Sunday, March 27, 2011

Bona Dea Update

In the afternoon of 03-23-11, Mr. Paul Ray and myself went to the Russellville, AR Golf Disc Course where the Illinois Bayou and Lake Dardanelle Converge. I had a few days earlier took a photo of a real pretty wildflower and we went back to check it out and to see other things. These are 2 photos of a Thalictrum thalictroides (Rue-anemone)-buttercup (wildflower family). We experimented with this equipment and then went over to Bona Dea for the rest of our photo trip. Paul took these photos shown here with his equipment and one was this Parrot's Feather-water plant-on Black Water Swamp. This is the green spidery plant with the top layer above water and the rest below. It shows a very pretty pattern. It was a day for the turtles with this photo showing a group of basking type turtles on a log in Black Water Swamp. And then he spied a Red-eared Slider Turtle on a log at the same pond. You can see why it is called Red-eared. In this same area a female Downy Woodpecker flew on a tree trunk and we shot it live.

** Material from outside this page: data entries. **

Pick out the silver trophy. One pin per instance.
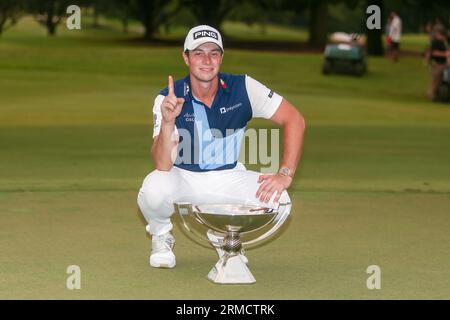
(235, 226)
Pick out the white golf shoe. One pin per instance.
(216, 239)
(162, 255)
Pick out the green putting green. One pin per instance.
(373, 187)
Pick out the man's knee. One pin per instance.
(157, 187)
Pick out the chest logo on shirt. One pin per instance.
(189, 117)
(228, 109)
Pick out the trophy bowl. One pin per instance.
(233, 226)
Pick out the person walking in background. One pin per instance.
(438, 59)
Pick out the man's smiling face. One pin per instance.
(204, 61)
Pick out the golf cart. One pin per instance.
(345, 54)
(443, 93)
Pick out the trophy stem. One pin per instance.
(232, 243)
(230, 269)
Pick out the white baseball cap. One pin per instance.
(200, 35)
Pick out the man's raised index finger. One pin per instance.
(171, 90)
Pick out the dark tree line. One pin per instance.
(153, 14)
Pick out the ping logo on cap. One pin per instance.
(206, 33)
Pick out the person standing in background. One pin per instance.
(394, 35)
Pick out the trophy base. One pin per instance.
(231, 270)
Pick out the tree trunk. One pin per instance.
(2, 23)
(318, 23)
(147, 17)
(51, 25)
(375, 36)
(125, 21)
(95, 23)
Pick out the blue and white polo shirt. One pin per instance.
(210, 138)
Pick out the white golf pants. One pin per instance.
(161, 189)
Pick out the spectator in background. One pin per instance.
(438, 58)
(394, 33)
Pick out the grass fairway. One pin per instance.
(373, 187)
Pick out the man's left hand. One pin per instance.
(271, 183)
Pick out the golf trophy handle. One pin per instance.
(280, 218)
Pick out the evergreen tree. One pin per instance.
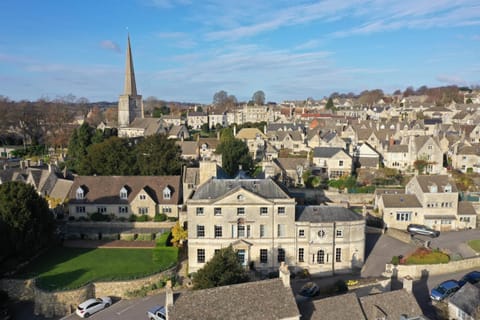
(223, 269)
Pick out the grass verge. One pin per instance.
(70, 268)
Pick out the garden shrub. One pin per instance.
(144, 237)
(159, 217)
(127, 236)
(97, 216)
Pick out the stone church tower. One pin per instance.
(130, 105)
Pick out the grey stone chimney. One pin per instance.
(168, 296)
(408, 284)
(284, 274)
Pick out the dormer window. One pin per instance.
(448, 188)
(167, 194)
(123, 194)
(80, 194)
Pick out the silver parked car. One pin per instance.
(89, 307)
(422, 230)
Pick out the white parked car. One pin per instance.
(89, 307)
(157, 313)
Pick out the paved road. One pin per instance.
(126, 309)
(379, 251)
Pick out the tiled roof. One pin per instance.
(106, 189)
(250, 133)
(401, 201)
(260, 300)
(390, 305)
(215, 188)
(466, 208)
(467, 298)
(326, 152)
(325, 214)
(342, 307)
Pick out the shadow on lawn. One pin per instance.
(60, 281)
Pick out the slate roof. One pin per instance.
(342, 307)
(401, 201)
(292, 163)
(189, 148)
(326, 152)
(440, 180)
(151, 125)
(259, 300)
(216, 188)
(325, 214)
(391, 305)
(106, 189)
(466, 208)
(467, 298)
(400, 148)
(250, 133)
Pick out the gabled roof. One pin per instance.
(250, 133)
(327, 152)
(425, 181)
(391, 304)
(325, 214)
(216, 188)
(106, 189)
(259, 300)
(401, 201)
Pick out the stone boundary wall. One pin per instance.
(60, 303)
(352, 198)
(120, 225)
(416, 271)
(20, 289)
(399, 235)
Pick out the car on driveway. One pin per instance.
(309, 289)
(444, 290)
(472, 277)
(157, 313)
(89, 307)
(422, 230)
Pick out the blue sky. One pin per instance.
(186, 50)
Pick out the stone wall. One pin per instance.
(18, 289)
(399, 235)
(417, 271)
(60, 303)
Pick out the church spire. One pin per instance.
(130, 86)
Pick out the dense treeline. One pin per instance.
(93, 152)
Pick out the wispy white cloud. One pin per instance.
(110, 45)
(452, 79)
(177, 39)
(167, 4)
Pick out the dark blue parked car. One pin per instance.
(444, 290)
(472, 277)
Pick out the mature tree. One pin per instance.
(259, 98)
(223, 100)
(235, 153)
(220, 98)
(179, 235)
(330, 105)
(223, 269)
(112, 157)
(77, 147)
(26, 224)
(157, 155)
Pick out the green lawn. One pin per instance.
(69, 268)
(474, 244)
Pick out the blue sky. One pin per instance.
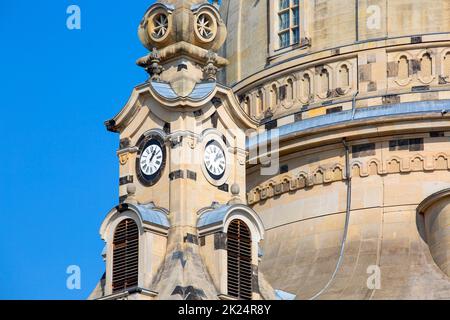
(59, 171)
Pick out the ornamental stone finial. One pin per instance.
(196, 22)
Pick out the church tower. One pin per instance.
(182, 228)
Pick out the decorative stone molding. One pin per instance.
(323, 175)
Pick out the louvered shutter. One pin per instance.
(239, 251)
(125, 255)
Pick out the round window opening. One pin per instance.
(206, 26)
(160, 26)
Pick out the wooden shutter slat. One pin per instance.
(239, 251)
(125, 255)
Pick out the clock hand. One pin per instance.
(153, 155)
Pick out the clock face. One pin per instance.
(214, 160)
(151, 160)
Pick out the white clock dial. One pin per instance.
(151, 159)
(214, 159)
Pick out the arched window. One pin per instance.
(239, 252)
(273, 96)
(324, 81)
(403, 68)
(259, 103)
(426, 66)
(247, 104)
(306, 86)
(290, 90)
(447, 65)
(343, 77)
(125, 256)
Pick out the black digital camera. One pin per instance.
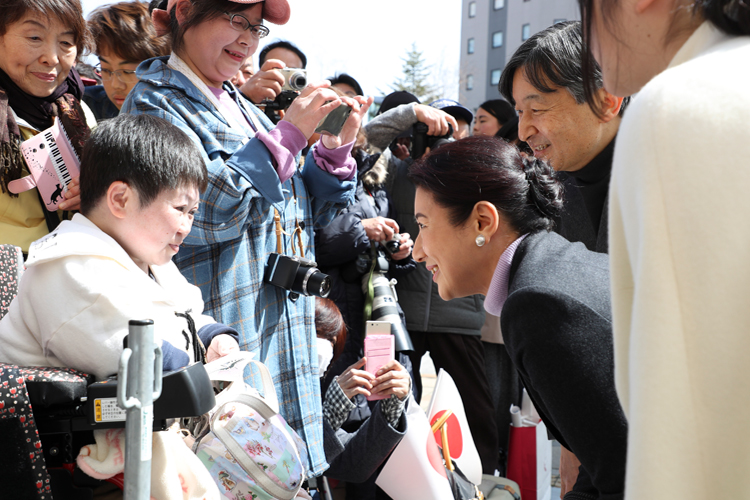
(392, 246)
(295, 80)
(298, 275)
(420, 141)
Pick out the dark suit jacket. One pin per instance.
(585, 215)
(557, 327)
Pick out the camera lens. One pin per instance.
(310, 281)
(319, 284)
(298, 81)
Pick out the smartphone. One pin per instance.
(379, 350)
(378, 328)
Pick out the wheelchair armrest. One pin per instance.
(50, 386)
(186, 392)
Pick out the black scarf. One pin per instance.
(38, 111)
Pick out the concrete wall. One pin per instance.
(474, 64)
(539, 14)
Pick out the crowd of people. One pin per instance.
(578, 237)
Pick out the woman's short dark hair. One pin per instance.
(460, 174)
(68, 12)
(730, 16)
(501, 109)
(282, 44)
(147, 153)
(330, 325)
(200, 11)
(126, 30)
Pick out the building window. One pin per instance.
(497, 39)
(525, 32)
(495, 77)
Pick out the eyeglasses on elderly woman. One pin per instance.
(238, 22)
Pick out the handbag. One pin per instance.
(248, 448)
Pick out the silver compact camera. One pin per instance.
(295, 79)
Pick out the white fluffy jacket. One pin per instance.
(680, 250)
(77, 295)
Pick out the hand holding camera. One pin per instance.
(380, 228)
(311, 106)
(390, 379)
(266, 84)
(404, 247)
(437, 121)
(359, 106)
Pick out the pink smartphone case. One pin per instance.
(379, 350)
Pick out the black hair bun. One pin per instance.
(545, 189)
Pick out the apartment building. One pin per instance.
(491, 31)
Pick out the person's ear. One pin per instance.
(485, 219)
(642, 5)
(610, 105)
(120, 198)
(182, 10)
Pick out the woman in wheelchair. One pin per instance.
(141, 179)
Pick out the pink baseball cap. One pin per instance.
(274, 11)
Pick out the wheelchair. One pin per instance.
(48, 414)
(65, 407)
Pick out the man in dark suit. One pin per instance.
(557, 326)
(572, 131)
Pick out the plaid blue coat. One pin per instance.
(233, 233)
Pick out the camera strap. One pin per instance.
(297, 228)
(370, 294)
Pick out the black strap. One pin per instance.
(199, 352)
(52, 219)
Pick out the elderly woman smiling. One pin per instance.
(39, 43)
(484, 212)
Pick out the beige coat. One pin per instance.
(680, 251)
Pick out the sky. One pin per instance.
(369, 39)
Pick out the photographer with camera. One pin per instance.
(281, 78)
(258, 203)
(450, 331)
(345, 250)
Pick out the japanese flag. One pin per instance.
(415, 469)
(460, 443)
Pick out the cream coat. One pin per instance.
(77, 295)
(679, 248)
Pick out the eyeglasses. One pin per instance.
(241, 23)
(124, 75)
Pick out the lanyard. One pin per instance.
(178, 64)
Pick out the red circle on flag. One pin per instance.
(455, 437)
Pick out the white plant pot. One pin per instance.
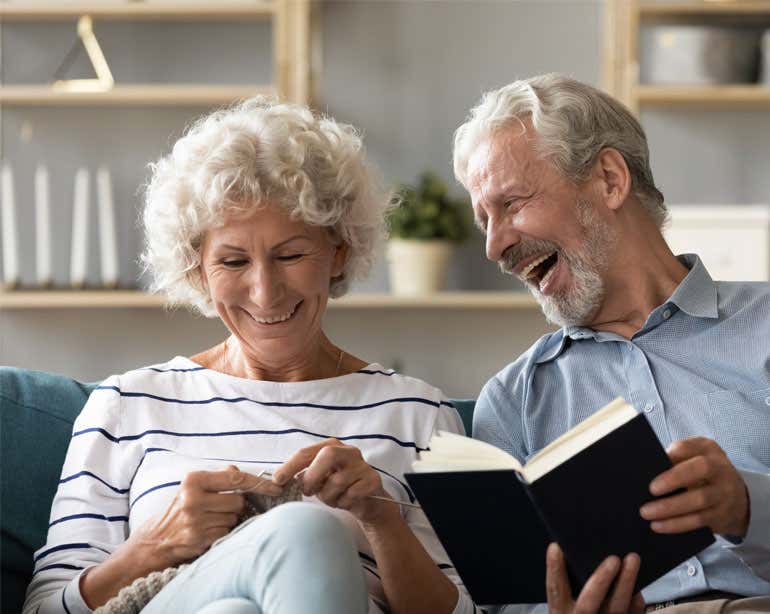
(418, 266)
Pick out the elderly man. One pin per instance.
(561, 187)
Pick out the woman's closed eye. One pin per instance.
(234, 264)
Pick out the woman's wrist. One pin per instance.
(98, 584)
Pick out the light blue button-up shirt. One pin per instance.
(700, 367)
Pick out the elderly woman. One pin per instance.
(258, 216)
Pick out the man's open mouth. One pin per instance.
(539, 271)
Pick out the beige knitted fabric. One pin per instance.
(132, 598)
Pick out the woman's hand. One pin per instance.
(203, 510)
(200, 514)
(340, 477)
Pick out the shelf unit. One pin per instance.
(100, 299)
(295, 60)
(623, 19)
(134, 95)
(294, 57)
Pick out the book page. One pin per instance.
(453, 452)
(607, 419)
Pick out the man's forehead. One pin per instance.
(502, 159)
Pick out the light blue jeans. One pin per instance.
(295, 559)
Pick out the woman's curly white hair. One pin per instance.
(238, 159)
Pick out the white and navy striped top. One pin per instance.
(140, 433)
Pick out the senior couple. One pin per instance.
(263, 212)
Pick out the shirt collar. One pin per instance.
(696, 295)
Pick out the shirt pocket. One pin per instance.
(743, 426)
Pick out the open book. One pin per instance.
(496, 517)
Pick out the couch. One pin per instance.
(37, 410)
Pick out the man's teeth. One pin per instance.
(275, 319)
(531, 266)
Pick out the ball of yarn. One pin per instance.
(132, 598)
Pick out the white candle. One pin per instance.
(107, 238)
(42, 226)
(10, 240)
(79, 247)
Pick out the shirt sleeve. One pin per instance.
(89, 514)
(754, 549)
(497, 420)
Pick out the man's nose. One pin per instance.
(500, 236)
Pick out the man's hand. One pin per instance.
(596, 595)
(716, 494)
(340, 477)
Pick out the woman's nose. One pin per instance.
(267, 288)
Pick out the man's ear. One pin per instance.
(612, 178)
(340, 259)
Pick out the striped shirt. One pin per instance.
(140, 433)
(699, 367)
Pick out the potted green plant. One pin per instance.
(423, 228)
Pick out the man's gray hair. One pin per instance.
(573, 122)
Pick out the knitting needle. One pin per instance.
(265, 473)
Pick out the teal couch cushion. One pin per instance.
(36, 415)
(37, 411)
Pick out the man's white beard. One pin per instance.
(576, 304)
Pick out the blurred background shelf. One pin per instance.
(623, 23)
(704, 7)
(101, 299)
(174, 95)
(715, 95)
(248, 9)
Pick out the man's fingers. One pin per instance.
(698, 499)
(687, 448)
(556, 581)
(681, 524)
(595, 590)
(690, 472)
(637, 605)
(623, 591)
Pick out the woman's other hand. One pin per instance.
(206, 507)
(339, 476)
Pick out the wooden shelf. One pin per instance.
(705, 7)
(724, 95)
(156, 95)
(156, 9)
(110, 299)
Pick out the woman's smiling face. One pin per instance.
(268, 277)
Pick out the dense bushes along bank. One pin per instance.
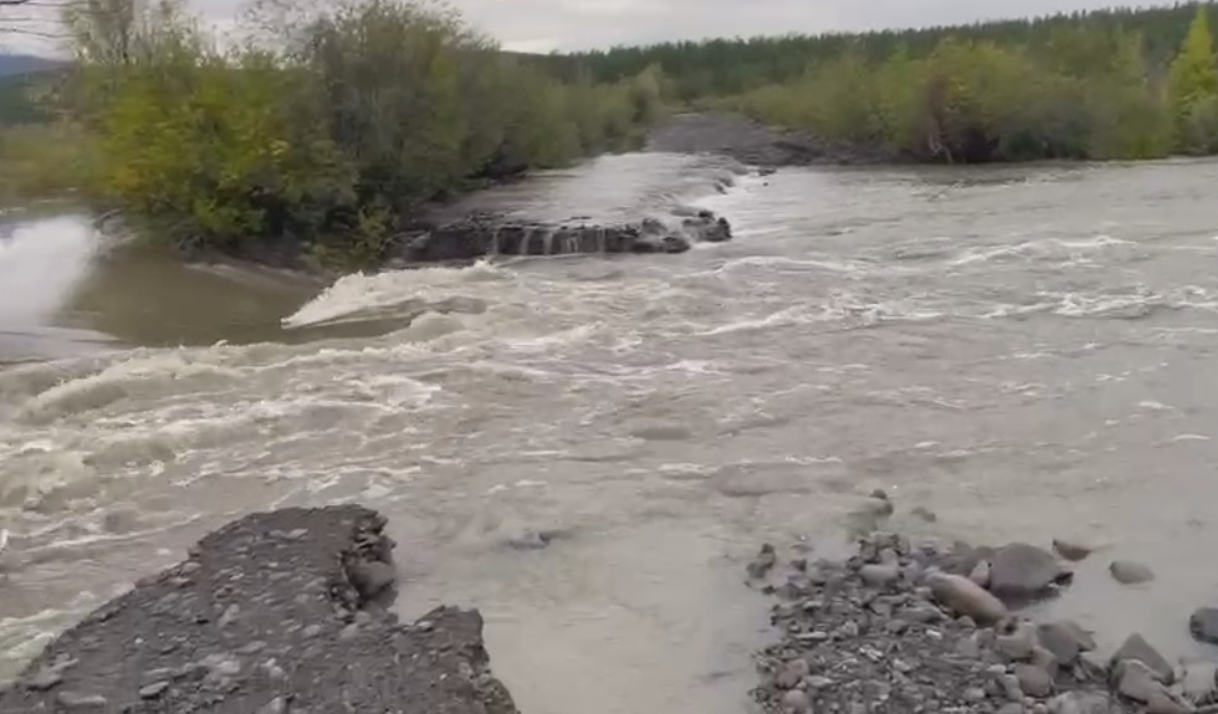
(329, 129)
(1112, 84)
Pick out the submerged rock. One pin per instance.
(1203, 625)
(1129, 573)
(1072, 551)
(487, 235)
(303, 632)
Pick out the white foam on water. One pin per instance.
(355, 295)
(144, 374)
(40, 263)
(1050, 247)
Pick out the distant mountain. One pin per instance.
(26, 65)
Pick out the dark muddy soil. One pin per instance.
(278, 613)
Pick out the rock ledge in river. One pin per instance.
(275, 613)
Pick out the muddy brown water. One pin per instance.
(1029, 352)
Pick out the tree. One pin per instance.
(1193, 79)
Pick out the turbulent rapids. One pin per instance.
(588, 447)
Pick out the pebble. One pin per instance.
(229, 617)
(1138, 648)
(1011, 687)
(795, 702)
(1199, 681)
(1072, 551)
(1130, 573)
(968, 648)
(1065, 640)
(74, 702)
(45, 680)
(1018, 645)
(981, 574)
(881, 575)
(1203, 625)
(154, 690)
(1033, 680)
(1044, 659)
(763, 563)
(1137, 680)
(312, 631)
(792, 674)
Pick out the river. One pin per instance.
(1028, 352)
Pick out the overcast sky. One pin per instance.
(573, 24)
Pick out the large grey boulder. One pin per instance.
(1137, 648)
(965, 597)
(1020, 570)
(278, 613)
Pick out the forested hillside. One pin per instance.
(322, 135)
(1112, 84)
(731, 66)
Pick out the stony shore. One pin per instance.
(909, 629)
(278, 613)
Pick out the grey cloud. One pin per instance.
(566, 24)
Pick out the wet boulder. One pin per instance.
(1021, 572)
(965, 597)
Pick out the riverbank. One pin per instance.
(277, 613)
(285, 612)
(934, 626)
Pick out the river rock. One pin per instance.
(981, 574)
(1065, 640)
(881, 574)
(1011, 687)
(1203, 625)
(1130, 573)
(1200, 681)
(1072, 551)
(1082, 703)
(763, 563)
(1034, 681)
(795, 702)
(965, 597)
(1018, 643)
(1139, 650)
(792, 674)
(1021, 570)
(283, 573)
(1137, 680)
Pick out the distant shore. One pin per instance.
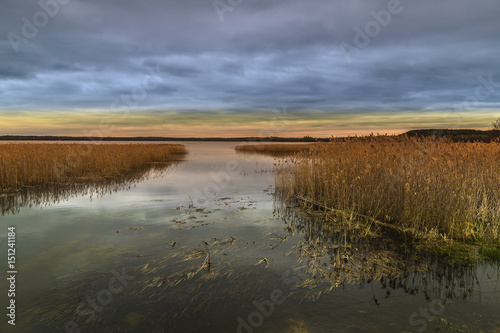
(454, 134)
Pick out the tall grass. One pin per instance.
(424, 184)
(25, 165)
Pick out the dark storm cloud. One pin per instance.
(263, 54)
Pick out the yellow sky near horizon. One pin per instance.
(234, 124)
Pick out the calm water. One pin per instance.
(203, 248)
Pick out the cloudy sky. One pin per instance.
(247, 67)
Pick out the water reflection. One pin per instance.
(52, 193)
(340, 253)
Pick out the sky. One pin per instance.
(207, 68)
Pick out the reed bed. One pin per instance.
(274, 148)
(24, 165)
(449, 189)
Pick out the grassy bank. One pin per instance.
(25, 165)
(429, 186)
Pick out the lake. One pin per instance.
(205, 246)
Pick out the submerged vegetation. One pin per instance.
(450, 190)
(36, 173)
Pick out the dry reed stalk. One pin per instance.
(428, 185)
(24, 165)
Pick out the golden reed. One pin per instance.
(425, 184)
(35, 164)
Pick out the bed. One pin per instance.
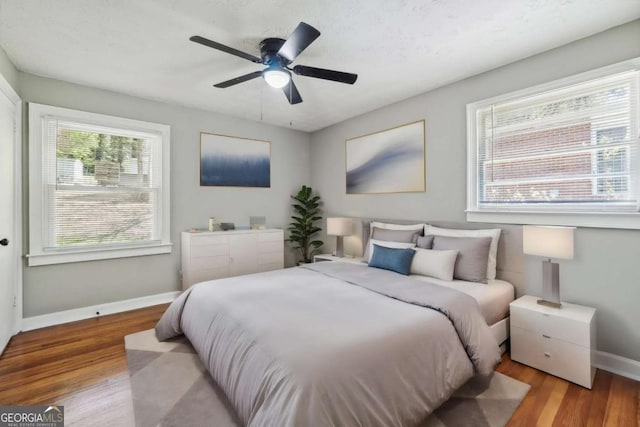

We noticed a male Canadian Goose right close to the trail in between Waldon Pond and Black Water Swamp. Then I remembered that its mate was setting on its nest on the island in Waldon Pond. So he was guarding the nest as he was watching people coming and going on the trail close by. Some of them with dogs etc. One of these photos looks like a painting as shot through dense vegetation. On same pond there was a pair of Gadwall ducks. Photo with the 2 small ducks together. The photo showing the numerous ducks together was shot in same pond with identification as follows from left to right: Male Northern Shoveler, Male Blue-winged Teal, Blue-winged Teal, Male Northern Shoveler dabbing under water, 2 male Green-winged Teals together, female Greens behind duck dabbing, black American Coot, 2 male Northern Shovelers together(look at their shovel beaks), female Northern Shoveler and behind another black American Coot. this was really a variety of ducks all together at one place with the Gadwall's close by and the geese and probably some others around also. A surprise as most ducks have migrated out of the area or had mated in pairs and left the groups by now.